By the time I was eight years old, I had eight visible scars. Today, I have nine. But sometimes what you see is not the full story. In fact, if nine is a quarter, the total is nearly forty; 9 visible, 31 not. Forty sutures. Forty operating rooms. Forty vital signs falling, falling, then crashing on the screens of monitors. Forty scars. Forty stories. And yes, scars are stories. These jigsaw lines crawl across my skin like a foreign language dances across the pages of a book, entirely unknown and therefore frightening, and still more, strikingly beautiful–I am a walking contradiction. My doctors called them “battle scars”, and looking down into the open face of my four-year-old self they would say “they make you tougher”. Too young to see the sadness that hid behind their masks, I smiled, grinning because I was special, grinning because I was strong. But now, standing there exposed, bare skin visible in the world beyond the locked doors of the pediatric ward, I forgot the way I had smiled, I forgot how amazing those lines are; what they show, what I faced, and what I overcame dissipates with just one look. Isn’t it funny how quickly that feeling can disappear beneath someone else’s gaze? And it is here where I exist suspended between the realms of beauty and terror, caught in a dichotomy of human nature where I don’t quite fit. So, what next?

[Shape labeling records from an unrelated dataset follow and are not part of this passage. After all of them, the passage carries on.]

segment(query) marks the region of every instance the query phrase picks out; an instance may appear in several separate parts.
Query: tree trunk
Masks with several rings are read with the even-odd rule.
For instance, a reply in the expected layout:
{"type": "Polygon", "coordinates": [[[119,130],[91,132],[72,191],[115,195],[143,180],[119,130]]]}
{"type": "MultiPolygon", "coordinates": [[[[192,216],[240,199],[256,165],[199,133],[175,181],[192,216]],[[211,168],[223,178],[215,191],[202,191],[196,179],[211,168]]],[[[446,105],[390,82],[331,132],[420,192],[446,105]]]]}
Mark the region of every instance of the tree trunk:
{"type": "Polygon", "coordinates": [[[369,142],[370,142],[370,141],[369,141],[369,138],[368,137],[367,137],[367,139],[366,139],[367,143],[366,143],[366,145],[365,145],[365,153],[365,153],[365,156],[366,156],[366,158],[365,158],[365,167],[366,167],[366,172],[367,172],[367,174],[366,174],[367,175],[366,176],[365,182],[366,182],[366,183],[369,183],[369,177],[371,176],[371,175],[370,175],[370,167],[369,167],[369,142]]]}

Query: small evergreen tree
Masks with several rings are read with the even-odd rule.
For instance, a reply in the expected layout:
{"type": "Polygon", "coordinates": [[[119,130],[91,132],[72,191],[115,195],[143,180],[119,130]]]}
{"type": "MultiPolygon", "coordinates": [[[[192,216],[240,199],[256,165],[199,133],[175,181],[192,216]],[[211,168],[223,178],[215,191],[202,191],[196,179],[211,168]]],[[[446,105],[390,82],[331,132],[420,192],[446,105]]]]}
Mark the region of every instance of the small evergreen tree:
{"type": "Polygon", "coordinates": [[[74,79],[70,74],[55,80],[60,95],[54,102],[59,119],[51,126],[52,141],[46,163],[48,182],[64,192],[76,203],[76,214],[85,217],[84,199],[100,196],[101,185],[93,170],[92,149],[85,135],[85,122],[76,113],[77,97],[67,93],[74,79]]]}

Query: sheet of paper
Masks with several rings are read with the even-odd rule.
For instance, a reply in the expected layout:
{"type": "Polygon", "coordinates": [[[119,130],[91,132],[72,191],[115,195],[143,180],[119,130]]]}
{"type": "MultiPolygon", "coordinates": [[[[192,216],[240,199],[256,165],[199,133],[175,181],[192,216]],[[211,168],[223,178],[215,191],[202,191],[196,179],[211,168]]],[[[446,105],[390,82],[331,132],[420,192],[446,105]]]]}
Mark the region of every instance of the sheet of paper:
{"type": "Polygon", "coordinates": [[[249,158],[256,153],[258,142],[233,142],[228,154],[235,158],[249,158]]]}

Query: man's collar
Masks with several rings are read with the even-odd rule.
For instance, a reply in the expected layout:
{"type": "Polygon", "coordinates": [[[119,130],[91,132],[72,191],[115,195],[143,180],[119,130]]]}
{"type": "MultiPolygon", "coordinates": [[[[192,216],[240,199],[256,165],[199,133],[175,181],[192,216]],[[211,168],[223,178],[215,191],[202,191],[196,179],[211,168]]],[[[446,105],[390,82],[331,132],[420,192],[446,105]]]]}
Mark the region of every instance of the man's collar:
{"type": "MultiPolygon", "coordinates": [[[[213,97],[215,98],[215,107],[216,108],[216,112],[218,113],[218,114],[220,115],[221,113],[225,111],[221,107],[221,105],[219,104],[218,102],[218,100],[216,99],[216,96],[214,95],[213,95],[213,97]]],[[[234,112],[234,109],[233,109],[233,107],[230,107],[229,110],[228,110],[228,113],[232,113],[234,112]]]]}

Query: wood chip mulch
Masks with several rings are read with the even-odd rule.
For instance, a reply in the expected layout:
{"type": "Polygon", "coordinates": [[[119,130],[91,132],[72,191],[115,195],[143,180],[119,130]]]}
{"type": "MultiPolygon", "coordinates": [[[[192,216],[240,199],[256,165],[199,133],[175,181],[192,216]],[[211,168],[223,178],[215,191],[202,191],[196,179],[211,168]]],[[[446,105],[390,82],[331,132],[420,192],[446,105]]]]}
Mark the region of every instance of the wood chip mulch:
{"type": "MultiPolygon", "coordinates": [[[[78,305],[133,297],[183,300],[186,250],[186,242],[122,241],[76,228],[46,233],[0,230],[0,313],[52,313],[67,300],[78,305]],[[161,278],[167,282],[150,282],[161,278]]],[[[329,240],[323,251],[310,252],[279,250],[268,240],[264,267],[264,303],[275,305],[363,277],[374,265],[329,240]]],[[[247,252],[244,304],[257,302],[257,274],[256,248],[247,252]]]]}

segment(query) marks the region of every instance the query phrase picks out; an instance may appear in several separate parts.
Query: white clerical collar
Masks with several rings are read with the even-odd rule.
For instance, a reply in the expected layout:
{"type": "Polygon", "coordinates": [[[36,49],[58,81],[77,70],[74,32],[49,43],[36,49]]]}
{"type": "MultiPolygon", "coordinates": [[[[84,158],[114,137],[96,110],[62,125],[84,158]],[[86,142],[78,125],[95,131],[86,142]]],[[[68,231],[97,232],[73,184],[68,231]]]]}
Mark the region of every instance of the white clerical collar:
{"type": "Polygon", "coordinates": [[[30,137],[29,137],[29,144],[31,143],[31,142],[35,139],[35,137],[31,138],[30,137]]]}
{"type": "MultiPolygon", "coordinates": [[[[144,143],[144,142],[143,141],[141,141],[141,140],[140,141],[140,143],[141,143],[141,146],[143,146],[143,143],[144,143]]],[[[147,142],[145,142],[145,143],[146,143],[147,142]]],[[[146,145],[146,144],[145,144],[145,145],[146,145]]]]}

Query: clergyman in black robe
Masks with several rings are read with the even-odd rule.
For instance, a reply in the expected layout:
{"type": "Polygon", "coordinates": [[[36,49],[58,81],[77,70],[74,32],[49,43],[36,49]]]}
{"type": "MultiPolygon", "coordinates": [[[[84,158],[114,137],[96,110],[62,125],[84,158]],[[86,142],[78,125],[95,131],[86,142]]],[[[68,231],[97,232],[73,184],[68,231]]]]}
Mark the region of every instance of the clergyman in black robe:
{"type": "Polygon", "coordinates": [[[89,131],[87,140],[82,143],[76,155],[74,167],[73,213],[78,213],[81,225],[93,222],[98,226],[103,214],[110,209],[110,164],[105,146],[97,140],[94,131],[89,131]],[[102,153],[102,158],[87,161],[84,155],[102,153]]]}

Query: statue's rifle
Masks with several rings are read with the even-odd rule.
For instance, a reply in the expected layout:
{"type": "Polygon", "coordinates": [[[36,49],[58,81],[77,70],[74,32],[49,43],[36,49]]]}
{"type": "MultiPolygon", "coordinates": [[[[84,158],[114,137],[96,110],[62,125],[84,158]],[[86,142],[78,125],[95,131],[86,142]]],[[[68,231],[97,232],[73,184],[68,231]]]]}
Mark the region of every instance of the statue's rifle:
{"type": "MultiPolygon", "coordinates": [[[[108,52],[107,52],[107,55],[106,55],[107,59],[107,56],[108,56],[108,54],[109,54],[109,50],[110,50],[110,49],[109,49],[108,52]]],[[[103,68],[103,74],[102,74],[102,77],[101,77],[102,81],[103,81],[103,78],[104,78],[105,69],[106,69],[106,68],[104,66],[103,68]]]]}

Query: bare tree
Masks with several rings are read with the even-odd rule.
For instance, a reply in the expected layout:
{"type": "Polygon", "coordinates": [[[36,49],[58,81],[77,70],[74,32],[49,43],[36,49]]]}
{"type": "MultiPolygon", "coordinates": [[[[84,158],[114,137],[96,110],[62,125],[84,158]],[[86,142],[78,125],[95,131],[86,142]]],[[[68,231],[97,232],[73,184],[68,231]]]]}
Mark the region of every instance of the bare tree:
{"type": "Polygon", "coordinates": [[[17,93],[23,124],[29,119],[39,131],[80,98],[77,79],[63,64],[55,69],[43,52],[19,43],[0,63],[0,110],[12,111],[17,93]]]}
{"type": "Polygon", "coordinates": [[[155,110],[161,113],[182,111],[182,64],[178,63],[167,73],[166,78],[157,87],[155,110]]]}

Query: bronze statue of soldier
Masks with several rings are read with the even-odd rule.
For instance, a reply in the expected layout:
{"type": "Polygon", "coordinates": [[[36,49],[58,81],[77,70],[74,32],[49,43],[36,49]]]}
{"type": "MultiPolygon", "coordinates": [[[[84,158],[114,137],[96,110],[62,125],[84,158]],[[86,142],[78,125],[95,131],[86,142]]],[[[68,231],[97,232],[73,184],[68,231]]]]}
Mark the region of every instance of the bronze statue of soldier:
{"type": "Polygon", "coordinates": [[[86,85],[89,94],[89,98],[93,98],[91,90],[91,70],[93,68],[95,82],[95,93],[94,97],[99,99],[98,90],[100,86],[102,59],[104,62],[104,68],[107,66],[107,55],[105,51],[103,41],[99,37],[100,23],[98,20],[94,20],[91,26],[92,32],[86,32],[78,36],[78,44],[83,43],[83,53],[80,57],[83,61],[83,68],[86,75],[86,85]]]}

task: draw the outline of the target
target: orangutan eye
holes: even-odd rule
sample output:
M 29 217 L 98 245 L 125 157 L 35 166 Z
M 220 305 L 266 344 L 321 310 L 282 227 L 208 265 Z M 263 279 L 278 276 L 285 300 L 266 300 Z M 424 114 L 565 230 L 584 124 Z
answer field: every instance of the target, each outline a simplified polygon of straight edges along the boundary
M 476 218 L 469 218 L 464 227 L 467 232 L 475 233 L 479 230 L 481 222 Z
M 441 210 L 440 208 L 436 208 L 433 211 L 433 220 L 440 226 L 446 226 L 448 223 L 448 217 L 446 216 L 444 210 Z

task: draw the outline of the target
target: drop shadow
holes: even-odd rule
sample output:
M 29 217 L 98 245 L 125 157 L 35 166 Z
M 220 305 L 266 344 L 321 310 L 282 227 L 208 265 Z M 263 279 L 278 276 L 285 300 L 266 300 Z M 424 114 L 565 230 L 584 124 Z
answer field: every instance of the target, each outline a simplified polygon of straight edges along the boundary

Next, you wear a bikini. At eighteen, I had avoided bikinis because of the obvious lack of clothing, a shortage of fabric which threatened to unveil what I so carefully hid. For years, I denied my past, hid beneath my smile, and pretended I was “normal”. Until one day, I was tired. I was tired of hiding, tired of smiling, tired of searching endlessly to avoid the stares, the sad eyes, and rejecting my body. Yes, sometimes your body doesn’t obey your mind and sometimes it never will, but that day I realized it doesn’t even matter. You see, society may give you the cards, but only you can play them. So go ahead, put on your bikini, and make the one choice you have left: to finally choose you. And that day, I chose me.

Wow that’s beautiful @lpapadakis i really appreciate your advice!!